The plaintiff's principal complaints in this case are pain and dizziness. These are not objective injuries and there is no medical evidence that the injuries are permanent if they exist. What medical evidence there is in the record is to the effect that the plaintiff sustained no permanent disability as a result of the accident and his dizziness is the result of an unrelated cause. Under these circumstances the finding that the plaintiff sustained a 5 percent permanent partial disability to the body as a whole is not sustained by any competent evidence and must be set aside.

The compensation court found, on rehearing, that the defendant should reimburse the plaintiff in the amount of $69.30 for prescription drugs purchased since October 22, 1975, and $156 for 10 trips to Cheyenne, Wyoming; and should pay $15 to Dr. Grizzle.

At the hearing the plaintiff testified he had paid for all his prescriptions, but did not have the bills with him, and had made a number of trips to Cheyenne, Wyoming, to see Dr. Grizzle for which he had not been reimbursed. The plaintiff further testified that he had the prescription bills and a list of the trips to Wyoming at his home. The compensation court granted the plaintiff permission to file the bills and transportation statement with the court after the hearing with the understanding the defendant could make written objections. The exhibits were supplied pursuant to this arrangement. The defendant objected to the exhibits by letter on the ground they were hearsay and there was no foundation for their admission in evidence, which objections were overruled.
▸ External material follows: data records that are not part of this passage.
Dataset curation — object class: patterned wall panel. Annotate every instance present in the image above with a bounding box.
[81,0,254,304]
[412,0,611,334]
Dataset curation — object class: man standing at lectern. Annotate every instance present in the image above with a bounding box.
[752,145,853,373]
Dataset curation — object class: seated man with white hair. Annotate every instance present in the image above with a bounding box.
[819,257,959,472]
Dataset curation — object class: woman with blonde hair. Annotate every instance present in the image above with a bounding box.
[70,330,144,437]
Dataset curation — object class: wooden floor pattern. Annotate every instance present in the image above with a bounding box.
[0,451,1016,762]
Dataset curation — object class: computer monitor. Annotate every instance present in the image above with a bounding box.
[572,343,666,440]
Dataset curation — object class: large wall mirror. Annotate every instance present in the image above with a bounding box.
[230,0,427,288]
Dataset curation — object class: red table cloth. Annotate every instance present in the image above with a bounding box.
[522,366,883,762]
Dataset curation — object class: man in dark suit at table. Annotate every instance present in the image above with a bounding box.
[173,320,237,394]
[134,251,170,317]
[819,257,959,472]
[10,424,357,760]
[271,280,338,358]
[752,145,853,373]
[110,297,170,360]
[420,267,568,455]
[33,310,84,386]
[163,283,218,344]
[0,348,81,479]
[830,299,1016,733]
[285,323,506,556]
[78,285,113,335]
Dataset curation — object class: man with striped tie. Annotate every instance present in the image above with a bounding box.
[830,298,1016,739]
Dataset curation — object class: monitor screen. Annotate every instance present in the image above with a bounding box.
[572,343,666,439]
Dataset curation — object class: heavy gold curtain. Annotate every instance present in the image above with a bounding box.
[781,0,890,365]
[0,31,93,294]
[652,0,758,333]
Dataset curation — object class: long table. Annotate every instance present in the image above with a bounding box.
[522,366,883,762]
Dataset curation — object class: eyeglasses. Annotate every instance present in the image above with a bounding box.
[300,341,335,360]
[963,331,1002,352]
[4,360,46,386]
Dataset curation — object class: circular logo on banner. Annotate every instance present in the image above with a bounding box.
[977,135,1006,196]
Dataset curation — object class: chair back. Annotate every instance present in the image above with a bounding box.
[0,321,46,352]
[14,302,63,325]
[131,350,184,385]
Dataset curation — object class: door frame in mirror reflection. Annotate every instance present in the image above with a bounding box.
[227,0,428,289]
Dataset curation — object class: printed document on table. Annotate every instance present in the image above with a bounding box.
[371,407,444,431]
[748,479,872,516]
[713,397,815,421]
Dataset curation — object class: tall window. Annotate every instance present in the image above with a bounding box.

The foundation for these exhibits was somewhat meager but it was within the discretion of the compensation court to determine that it was adequate. The procedure which was followed deprived the defendant of any opportunity to cross-examine the plaintiff as to the exhibits which were filed after the hearing. However, we conclude that the part of the award on rehearing which orders the defendant to reimburse the plaintiff in the amount of $225.30 is sustained by the evidence.

The finding that the defendant should pay Dr. Grizzle $15 is based upon exhibit 10, *176 a statement for that amount which was received in evidence. The testimony concerning this exhibit established that it had been paid but not by the plaintiff. The evidence does not support a finding that the defendant should pay Dr. Grizzle for this statement.

That part of the award on rehearing which finds that the defendant should reimburse the plaintiff in the amount of $225.30 is affirmed; and that part of the award which finds that the plaintiff sustained a 5 percent permanent partial disability to the body as a whole and that the defendant should pay $15 to Dr. Grizzle is reversed.

AFFIRMED IN PART, AND IN PART REVERSED.